Whereas, every human since Adam was born in sin, Christ, the second Adam, was born without sin so that he might save humanity from their sin, making them white as snow once more (Isaiah 1:18). All of this happened because God, in his holiness, is also rich in grace and great in love for us (Ephesians 2:4).

This Advent, let’s not forget why Jesus was born: because we are utterly helpless in our sin. God Is Holy. I Am Sinful. The grace and love God shows us in Jesus are that much more beautiful when we see just how ugly and disgusting we are as sinners. Praise God that he didn’t leave us in our sin though! More on this next week.

Until then, spend some time this Christmas season meditating on how much you really need Jesus.
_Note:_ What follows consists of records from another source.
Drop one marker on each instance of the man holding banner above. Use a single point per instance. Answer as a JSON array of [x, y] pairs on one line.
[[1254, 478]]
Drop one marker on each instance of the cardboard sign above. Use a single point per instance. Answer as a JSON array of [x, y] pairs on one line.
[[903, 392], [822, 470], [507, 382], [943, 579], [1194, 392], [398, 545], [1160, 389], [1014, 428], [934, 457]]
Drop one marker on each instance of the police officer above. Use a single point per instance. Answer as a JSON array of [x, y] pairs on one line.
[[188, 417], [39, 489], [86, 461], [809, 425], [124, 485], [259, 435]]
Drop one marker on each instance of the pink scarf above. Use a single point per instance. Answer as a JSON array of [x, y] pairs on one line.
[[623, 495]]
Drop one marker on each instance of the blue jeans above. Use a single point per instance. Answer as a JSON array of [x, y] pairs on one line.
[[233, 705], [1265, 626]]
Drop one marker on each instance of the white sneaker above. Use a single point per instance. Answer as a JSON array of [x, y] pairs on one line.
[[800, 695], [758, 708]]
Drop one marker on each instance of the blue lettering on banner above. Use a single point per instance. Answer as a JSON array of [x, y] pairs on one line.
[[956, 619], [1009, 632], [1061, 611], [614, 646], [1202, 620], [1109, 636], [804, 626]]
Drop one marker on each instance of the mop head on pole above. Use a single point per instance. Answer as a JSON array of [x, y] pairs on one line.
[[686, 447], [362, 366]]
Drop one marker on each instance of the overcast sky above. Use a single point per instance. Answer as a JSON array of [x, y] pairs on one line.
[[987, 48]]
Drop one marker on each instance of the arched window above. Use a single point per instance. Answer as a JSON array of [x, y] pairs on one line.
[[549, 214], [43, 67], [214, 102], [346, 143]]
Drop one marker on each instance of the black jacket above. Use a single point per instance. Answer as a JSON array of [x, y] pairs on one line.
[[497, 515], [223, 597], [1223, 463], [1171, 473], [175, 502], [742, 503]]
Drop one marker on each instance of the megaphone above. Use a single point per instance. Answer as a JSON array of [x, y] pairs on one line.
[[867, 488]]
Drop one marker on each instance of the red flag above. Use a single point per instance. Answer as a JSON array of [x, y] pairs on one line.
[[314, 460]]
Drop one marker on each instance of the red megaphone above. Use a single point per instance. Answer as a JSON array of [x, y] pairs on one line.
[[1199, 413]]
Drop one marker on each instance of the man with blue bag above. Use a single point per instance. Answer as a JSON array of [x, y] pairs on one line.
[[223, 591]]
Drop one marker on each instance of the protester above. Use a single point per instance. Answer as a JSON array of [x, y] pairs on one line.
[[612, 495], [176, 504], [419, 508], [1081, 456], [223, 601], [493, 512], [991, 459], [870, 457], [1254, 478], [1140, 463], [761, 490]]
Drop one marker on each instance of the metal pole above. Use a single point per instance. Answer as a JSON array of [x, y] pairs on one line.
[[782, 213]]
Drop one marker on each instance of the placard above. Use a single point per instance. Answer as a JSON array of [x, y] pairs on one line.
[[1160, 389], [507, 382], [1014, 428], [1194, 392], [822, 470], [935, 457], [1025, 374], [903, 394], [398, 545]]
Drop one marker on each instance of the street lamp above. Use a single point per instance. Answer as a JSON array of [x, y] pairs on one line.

Because, in our sin, we are nothing. Jesus Christ is everything. In Jesus Christ, dead sinners are raised to new life.

Reflection Question: If you are in Christ today, what remnants of “sludge” cling to your life?

Prayer: Father, forgive our sin and rebellious hearts and give us the grace to forgive those who sin against us. Let us see our sin the way that you see our sin, as mountains of dirty, disgusting sludge. Teach us to see your ways as truly beautiful.